Enterprise GitHub Considerations
For customers using self-hosted GitHub Enterprise instances, like github.cust2.com we implemented additional workflows:
Path-Based Routing
We use path-based routing in our cross-control-plane service:
- /github/callback- For github.com installations
- /github/callback/cust2- For the enterprise GitHub at
Example enterprise GitHub callbacks:
https://cross-control-plane.facets.cloud/github/callback/cust2?code=88776655e13379fdaabb&setup_action=request&state=ghi
https://cross-control-plane.facets.cloud/github/callback/cust2?code=ccdd9de8250d49d0effa&installation_id=98765432&setup_action=installIn our database, we store:
{
targetId: "67890", // Enterprise GitHub organisation ID custId: "cust2", // Enterprise customer identifier state: "ghi" // Original state parameter
}Implementation Challenges
During implementation, we encountered several significant challenges:
1. Managing the Approval Flow
The most difficult aspect was handling the organization approval flow correctly. Specific challenges included:
Duplicate Requests: Multiple installation requests might be initiated for the same organization (same target ID). We needed to implement logic to handle these duplicates and maintain a single entity in our database per organization.

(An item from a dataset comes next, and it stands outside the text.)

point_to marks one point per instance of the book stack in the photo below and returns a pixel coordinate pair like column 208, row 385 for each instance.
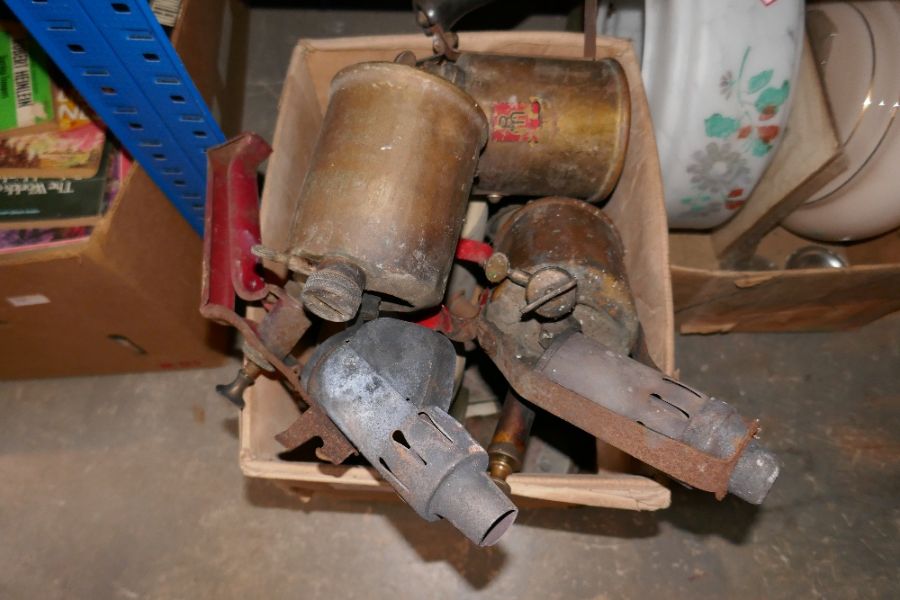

Correlation Without State: Designing a reliable method to correlate approval callbacks with the original requests without having the state parameter required careful API usage and database design.
This limitation is well-documented and remains an open issue in the GitHub community. You can follow the ongoing discussion about this challenge in this GitHub community thread.
2. Enterprise GitHub Setup
Integrating with enterprise GitHub instances presented unique challenges:
- Each enterprise instance requires separate configuration
- Routing callbacks correctly without explicit enterprise identifiers
- Managing multiple sets of credentials (client IDs, secrets, and private keys)
- Testing complex flows across various GitHub Enterprise versions
Token Management and Security
Our control plane instances use the installation ID to:
- Generate installation access tokens (valid for one hour)
- Cache these tokens for 59 minutes to avoid rate limits
- Use these tokens to access the customer's blueprint repositories
Additional security measures include:
- One-time webhook tokens to prevent replay attacks
- OAuth user verification to ensure the installation was performed by the expected user
- Correlation of GitHub user IDs with installation requests
- Automatic token rotation
Key Tips for GitHub App Integration in Multi-Tenant Environments
Does your app support Github enterprise server? If so, once the customer creates the app in their server from the manifest, make sure you store the private key and client secret securely.
Not getting the code param in the callback? Check "Request user authorisation (OAuth) during installation" setting in the app configuration.
A user can cancel an installation request and there is no callback or webhook from GitHub for this, so if they re-request after canceling you may get duplicates in your DB - make sure you handle this!
Conclusion
Implementing GitHub Apps in a multi-tenant architecture required creative solutions to address GitHub's callback limitations. Our cross-control-plane service approach provides a scalable and secure way to integrate with GitHub while maintaining isolation between customer instances.
The lightweight design of our cross-control-plane service—focusing solely on callback handling and temporary request storage—allows us to maintain a clean separation of concerns while solving the multi-tenant callback challenge.
By sharing our approach, we hope to help other development teams facing similar challenges with multi-tenant architectures and GitHub integration.